Com apenas 11 anos, Enzo Bard encontrou em uma sobremesa que gostava uma maneira de ajudar outras pessoas. Durante o isolamento de 2020 e 2021, o menino começou a preparar pavês em casa e vender cada unidade por R$ 5 no condomínio onde morava, no Recreio dos Bandeirantes, no Rio de Janeiro.
A ideia surgiu depois que ele viu pela televisão as dificuldades enfrentadas por famílias que ficaram sem trabalho durante aquele período. O que começou com ingredientes disponíveis na despensa ganhou novos participantes e chegou a outros prédios da região.
Uma sobremesa virou iniciativa
Enzo escolheu o pavê porque era uma de suas sobremesas favoritas. No começo, usava os ingredientes que já estavam em casa para preparar as unidades que seriam vendidas aos moradores.
Depois que as vendas começaram, parte do dinheiro passou a ser usada para comprar novos ingredientes. Dessa forma, a produção conseguia continuar enquanto o restante dos recursos seguia para a compra de alimentos.
O preço de cada pavê era de R$ 5. Ao todo, mais de 100 unidades haviam sido vendidas quando a história foi publicada em 2020.
Vizinhos também entraram na ação
A iniciativa deixou de depender apenas das vendas. Conforme os moradores conheceram o trabalho do menino, outras pessoas passaram a contribuir diretamente com alimentos.

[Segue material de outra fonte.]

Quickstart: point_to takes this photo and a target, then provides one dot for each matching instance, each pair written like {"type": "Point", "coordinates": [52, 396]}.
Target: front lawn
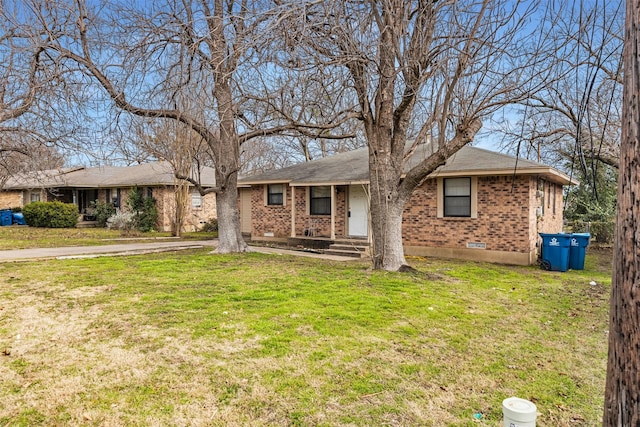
{"type": "Point", "coordinates": [195, 339]}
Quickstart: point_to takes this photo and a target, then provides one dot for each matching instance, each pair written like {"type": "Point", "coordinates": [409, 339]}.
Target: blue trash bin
{"type": "Point", "coordinates": [578, 249]}
{"type": "Point", "coordinates": [555, 251]}
{"type": "Point", "coordinates": [6, 217]}
{"type": "Point", "coordinates": [18, 218]}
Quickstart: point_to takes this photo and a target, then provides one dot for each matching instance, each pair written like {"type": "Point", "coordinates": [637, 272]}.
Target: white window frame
{"type": "Point", "coordinates": [196, 201]}
{"type": "Point", "coordinates": [474, 199]}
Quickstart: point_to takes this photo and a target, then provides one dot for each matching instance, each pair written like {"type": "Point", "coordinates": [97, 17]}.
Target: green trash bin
{"type": "Point", "coordinates": [555, 251]}
{"type": "Point", "coordinates": [578, 249]}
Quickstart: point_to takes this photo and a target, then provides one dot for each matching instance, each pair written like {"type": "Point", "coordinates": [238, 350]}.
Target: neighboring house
{"type": "Point", "coordinates": [112, 184]}
{"type": "Point", "coordinates": [480, 205]}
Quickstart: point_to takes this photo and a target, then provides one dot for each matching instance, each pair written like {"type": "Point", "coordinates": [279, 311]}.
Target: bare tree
{"type": "Point", "coordinates": [420, 71]}
{"type": "Point", "coordinates": [184, 150]}
{"type": "Point", "coordinates": [576, 113]}
{"type": "Point", "coordinates": [622, 394]}
{"type": "Point", "coordinates": [26, 78]}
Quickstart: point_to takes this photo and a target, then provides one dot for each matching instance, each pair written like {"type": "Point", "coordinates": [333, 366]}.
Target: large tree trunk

Segundo a família, uma caixa foi colocada no condomínio para receber as doações. Os produtos arrecadados eram reunidos ao dinheiro obtido com os pavês.
Quando ainda faltavam itens para completar as cestas, os pais de Enzo ajudavam com a complementação. A divulgação também chegou a moradores de outros condomínios por meio do WhatsApp, aumentando o número de pedidos.
R$ 500 foram arrecadados
A venda dos pavês havia rendido R$ 500 para a ação. O valor era utilizado na compra dos alimentos destinados às famílias que precisavam de ajuda.
A mãe de Enzo, a professora Michelle Bard, também relatou que a família recebia doações de pães, que eram encaminhados junto com os demais alimentos.
A mobilização chegou a quase 100 cestas básicas, segundo a estimativa feita pela mãe do menino na época.
Ação já fazia parte da família
O envolvimento de Enzo com trabalhos sociais não começou com os pavês. De acordo com o pai, Sérgio, o menino acompanhava a família em ações desse tipo havia cerca de cinco anos.
Os pais já participavam de trabalhos sociais e atividades de Natal. Sérgio, inclusive, costumava se vestir de Papai Noel nessas ocasiões.
Na nova iniciativa, ele também ficou responsável por administrar os valores arrecadados pelo filho.
Mesmo com a sobremesa no centro da iniciativa, Enzo não revelou a receita do pavê. Ao falar sobre o preparo, o menino destacou o cuidado e a dedicação envolvidos no que estava fazendo.
A história, publicada originalmente em 2020 pelo Só Notícia Boa, mostra como uma ação que começou com ingredientes disponíveis em casa conseguiu reunir vendas, doações de moradores e participação da família.